Sleeplessness or excess sleep affects the process of weight loss badly. Both are the big obstacles in getting desired weight and shape. Excessive use of gadgets, unhealthy eating habits and social media craze has pushed people towards sleeplessness. On the contrary some people start sleeping for long with a concept that they will lose weight if sleep much being unaware of the fact that this is the biggest hurdle in their weight loss.
How Sleep Controls Body Weight Directly?
Sleep controls weight directly due to following reasons:
1- Sleep Controls Hunger
Sleeping controls the hormones that are focused to control hunger and feeling of being full. A sleep of 3 to 5 hours causes these hormones produce more secretions that cause craving and the body starts demanding sugar food. Additionally body starts storing fats for future use feeling the danger of deprivation of food. These stored fats form layers that become hard to break and thus the body starts gaining weight.

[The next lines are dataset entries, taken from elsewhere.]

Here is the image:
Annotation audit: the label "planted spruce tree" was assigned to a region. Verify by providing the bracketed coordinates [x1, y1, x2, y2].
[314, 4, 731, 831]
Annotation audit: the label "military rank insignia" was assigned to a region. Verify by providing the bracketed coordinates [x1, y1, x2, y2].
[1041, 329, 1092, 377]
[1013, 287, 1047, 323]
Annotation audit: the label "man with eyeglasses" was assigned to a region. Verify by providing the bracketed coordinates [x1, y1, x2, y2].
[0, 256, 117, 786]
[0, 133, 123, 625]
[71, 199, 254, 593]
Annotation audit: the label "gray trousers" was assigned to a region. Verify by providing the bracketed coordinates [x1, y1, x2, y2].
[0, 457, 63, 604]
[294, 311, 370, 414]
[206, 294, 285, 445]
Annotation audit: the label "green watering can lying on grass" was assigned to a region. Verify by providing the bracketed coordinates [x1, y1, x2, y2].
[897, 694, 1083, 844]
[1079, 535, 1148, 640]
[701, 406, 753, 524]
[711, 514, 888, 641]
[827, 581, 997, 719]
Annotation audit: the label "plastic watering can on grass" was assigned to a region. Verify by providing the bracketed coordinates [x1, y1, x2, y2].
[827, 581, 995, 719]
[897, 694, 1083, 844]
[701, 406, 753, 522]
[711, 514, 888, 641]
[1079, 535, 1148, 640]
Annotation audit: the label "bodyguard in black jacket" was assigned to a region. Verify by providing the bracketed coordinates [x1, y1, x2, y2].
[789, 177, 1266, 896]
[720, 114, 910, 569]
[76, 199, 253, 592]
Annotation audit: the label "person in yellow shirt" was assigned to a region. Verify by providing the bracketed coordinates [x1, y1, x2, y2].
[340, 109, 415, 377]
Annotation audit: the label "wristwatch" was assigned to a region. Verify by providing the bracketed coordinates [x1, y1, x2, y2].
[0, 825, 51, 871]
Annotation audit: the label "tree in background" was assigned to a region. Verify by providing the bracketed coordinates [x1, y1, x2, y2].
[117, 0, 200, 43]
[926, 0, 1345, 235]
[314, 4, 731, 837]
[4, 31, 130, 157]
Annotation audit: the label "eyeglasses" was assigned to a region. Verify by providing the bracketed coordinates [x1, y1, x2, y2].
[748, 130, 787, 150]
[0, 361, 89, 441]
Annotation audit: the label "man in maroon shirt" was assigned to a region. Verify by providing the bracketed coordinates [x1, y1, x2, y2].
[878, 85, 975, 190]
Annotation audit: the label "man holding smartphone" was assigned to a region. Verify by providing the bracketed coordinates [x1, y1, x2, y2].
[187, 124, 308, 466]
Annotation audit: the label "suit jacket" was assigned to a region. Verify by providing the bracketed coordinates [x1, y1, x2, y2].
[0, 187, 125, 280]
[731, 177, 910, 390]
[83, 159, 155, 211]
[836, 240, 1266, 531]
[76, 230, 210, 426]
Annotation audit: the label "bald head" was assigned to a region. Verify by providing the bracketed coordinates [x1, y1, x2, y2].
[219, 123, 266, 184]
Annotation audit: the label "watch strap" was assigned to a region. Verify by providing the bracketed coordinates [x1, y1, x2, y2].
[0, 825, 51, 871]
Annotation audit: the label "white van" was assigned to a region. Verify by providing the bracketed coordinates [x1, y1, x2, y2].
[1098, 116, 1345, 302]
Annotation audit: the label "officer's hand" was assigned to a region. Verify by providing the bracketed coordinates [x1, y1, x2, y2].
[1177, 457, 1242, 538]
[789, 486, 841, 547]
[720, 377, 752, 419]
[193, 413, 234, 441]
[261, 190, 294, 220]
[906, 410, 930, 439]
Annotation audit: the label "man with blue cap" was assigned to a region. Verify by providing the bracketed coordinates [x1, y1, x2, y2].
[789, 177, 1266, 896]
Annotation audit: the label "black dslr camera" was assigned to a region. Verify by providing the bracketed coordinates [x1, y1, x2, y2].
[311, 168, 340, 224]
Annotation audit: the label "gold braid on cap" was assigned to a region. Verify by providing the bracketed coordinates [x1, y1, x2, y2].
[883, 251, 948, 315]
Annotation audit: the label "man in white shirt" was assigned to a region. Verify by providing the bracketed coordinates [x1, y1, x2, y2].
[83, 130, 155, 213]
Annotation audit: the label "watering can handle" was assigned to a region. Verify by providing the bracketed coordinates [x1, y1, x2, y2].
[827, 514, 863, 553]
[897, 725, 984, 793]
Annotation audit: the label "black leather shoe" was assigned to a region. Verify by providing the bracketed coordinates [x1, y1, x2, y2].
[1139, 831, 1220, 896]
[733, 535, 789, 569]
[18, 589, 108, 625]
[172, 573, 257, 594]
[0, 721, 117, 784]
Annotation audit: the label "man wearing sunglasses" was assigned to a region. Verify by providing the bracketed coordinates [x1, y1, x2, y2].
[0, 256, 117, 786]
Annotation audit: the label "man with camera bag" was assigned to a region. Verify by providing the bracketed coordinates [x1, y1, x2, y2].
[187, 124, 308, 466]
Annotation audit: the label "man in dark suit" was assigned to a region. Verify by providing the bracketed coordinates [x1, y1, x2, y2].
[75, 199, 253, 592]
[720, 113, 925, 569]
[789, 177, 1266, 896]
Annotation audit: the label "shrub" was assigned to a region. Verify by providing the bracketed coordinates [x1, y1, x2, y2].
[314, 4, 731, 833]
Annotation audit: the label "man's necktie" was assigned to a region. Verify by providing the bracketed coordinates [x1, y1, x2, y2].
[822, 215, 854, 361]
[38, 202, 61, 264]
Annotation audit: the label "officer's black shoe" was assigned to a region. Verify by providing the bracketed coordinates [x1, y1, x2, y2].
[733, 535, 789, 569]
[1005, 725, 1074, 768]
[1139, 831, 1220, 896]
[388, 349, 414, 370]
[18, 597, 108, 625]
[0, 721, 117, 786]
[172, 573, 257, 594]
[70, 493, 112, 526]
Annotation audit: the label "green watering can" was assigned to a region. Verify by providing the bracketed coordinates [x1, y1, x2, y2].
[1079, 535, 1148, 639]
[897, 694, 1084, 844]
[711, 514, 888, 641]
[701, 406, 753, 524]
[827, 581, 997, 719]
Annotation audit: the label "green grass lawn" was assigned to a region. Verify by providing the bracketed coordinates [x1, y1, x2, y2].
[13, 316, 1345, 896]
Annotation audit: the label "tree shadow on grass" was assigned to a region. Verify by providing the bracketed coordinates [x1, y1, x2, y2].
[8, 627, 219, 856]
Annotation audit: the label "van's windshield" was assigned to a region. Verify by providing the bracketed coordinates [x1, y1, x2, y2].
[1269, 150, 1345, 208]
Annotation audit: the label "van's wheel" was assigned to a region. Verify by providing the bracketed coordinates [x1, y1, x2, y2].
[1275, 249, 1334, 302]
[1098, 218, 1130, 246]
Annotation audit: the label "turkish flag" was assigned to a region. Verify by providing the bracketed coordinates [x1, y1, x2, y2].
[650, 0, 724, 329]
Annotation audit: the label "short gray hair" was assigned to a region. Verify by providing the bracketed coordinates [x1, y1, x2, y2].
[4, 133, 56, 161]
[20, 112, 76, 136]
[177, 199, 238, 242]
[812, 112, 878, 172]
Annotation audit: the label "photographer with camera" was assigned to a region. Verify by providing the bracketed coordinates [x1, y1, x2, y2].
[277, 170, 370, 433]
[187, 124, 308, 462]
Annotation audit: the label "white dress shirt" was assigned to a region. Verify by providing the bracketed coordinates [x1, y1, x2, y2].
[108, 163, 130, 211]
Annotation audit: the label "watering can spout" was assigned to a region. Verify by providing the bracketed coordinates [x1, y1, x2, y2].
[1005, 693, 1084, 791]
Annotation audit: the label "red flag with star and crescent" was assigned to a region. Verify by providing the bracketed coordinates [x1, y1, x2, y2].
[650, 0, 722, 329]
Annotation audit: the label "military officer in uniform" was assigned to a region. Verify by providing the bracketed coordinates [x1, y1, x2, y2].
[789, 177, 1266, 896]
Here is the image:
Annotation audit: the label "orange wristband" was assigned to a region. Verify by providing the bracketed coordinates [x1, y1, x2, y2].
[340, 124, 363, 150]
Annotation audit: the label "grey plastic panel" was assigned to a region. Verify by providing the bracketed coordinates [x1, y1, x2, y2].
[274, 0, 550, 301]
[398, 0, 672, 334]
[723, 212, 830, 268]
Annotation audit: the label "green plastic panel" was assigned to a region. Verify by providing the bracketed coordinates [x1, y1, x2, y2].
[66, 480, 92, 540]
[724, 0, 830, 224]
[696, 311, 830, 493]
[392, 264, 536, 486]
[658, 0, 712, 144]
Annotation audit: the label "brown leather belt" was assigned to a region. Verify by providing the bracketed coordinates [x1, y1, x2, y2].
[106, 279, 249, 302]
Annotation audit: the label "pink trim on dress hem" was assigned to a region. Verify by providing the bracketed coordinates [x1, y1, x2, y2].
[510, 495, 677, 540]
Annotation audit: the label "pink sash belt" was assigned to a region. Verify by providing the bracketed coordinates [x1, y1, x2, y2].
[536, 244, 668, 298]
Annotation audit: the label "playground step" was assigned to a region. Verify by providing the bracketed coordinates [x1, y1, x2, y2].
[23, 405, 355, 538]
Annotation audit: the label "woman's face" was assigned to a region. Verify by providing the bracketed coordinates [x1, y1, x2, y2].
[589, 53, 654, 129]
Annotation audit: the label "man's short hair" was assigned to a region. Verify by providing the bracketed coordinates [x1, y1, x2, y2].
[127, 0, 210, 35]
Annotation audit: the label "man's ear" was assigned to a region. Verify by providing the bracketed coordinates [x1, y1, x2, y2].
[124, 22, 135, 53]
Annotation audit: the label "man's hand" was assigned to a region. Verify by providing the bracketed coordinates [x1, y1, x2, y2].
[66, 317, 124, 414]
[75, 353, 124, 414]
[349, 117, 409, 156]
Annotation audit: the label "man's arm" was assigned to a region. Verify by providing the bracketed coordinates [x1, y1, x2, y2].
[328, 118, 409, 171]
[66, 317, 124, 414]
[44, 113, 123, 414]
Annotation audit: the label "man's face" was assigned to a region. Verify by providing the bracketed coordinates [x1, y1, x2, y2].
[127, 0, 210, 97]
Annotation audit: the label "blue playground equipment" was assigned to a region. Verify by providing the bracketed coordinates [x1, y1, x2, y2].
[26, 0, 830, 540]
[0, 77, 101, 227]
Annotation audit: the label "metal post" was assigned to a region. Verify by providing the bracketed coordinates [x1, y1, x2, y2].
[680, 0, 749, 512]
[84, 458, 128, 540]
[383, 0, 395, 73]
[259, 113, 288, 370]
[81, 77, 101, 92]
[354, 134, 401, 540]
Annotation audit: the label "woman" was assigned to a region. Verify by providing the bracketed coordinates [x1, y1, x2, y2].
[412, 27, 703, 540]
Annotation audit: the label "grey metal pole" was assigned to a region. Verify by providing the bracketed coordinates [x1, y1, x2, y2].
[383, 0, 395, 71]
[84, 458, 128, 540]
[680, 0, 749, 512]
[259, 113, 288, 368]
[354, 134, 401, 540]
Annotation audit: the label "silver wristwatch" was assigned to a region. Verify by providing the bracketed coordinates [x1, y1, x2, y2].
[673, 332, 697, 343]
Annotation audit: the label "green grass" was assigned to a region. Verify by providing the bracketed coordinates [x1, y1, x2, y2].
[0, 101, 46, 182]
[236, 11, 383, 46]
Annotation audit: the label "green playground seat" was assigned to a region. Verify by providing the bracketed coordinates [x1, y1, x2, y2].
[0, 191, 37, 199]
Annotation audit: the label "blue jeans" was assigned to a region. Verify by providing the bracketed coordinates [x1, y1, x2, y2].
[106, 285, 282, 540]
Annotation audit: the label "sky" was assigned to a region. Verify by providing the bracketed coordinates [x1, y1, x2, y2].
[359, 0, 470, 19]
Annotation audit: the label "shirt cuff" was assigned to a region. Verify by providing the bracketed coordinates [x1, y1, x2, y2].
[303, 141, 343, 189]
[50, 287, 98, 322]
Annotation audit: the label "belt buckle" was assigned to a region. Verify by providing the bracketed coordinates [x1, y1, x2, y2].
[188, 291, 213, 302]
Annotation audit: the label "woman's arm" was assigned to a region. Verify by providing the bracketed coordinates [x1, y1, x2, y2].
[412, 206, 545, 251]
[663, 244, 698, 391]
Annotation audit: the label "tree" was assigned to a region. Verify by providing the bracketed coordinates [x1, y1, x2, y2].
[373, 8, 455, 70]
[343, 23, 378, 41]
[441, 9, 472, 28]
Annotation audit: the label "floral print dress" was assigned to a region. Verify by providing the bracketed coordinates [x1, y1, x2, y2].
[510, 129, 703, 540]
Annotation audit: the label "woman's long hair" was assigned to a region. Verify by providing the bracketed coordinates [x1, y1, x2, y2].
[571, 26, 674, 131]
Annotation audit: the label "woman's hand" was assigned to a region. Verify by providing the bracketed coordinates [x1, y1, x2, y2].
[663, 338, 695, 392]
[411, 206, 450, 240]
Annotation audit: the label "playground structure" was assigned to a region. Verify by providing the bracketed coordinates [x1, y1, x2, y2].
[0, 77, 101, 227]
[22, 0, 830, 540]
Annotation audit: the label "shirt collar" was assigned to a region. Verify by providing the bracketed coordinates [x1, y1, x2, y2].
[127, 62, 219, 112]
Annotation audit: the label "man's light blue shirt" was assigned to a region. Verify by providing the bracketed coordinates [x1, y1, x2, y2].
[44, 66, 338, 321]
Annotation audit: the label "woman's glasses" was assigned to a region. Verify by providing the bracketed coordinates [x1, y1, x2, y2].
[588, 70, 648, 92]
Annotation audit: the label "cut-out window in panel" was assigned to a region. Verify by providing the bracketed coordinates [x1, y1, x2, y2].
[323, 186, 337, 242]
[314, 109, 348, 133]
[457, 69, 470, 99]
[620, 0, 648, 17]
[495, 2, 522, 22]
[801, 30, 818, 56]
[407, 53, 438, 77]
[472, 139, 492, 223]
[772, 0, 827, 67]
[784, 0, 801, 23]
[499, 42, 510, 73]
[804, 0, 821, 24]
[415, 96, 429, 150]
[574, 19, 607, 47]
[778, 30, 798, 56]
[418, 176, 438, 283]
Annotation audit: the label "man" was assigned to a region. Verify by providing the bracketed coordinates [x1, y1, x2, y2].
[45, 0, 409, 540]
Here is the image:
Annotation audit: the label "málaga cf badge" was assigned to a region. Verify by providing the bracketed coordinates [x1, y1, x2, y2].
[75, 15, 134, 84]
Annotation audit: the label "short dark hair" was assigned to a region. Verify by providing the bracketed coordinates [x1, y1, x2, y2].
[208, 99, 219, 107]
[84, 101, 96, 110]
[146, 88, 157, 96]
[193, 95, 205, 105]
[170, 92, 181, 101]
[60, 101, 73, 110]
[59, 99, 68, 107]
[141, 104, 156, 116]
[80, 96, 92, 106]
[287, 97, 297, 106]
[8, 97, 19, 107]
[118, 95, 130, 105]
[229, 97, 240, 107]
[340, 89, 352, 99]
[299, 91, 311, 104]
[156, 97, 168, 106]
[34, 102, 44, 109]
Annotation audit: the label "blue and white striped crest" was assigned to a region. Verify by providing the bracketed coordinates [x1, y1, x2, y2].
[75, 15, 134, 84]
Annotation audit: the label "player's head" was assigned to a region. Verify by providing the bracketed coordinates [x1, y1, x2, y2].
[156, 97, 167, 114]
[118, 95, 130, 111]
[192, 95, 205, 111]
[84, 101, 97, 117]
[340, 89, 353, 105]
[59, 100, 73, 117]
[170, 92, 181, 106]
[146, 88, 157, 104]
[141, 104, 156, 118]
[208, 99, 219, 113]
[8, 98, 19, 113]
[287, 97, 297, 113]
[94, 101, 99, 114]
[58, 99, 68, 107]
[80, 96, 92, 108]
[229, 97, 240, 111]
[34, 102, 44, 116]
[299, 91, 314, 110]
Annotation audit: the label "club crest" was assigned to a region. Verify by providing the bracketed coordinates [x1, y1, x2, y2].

2- Sleep Controls Stress Hormone
Short or excess sleep disturbs the stress releasing hormone Cortisol that fails to regulate insulin level in the body. High level of insulin and cortisol both lead to the situation where body starts storing energy in the form of fats causing weight gain.
3- Sleep Controls Metabolism
The body uses metabolism process for the conversion of calories in to the energy. In case the body senses poor sleep it slows down the metabolism rate. The effectiveness of the metabolism decreases and the body starts storing energy as fats in the body especially in belly area.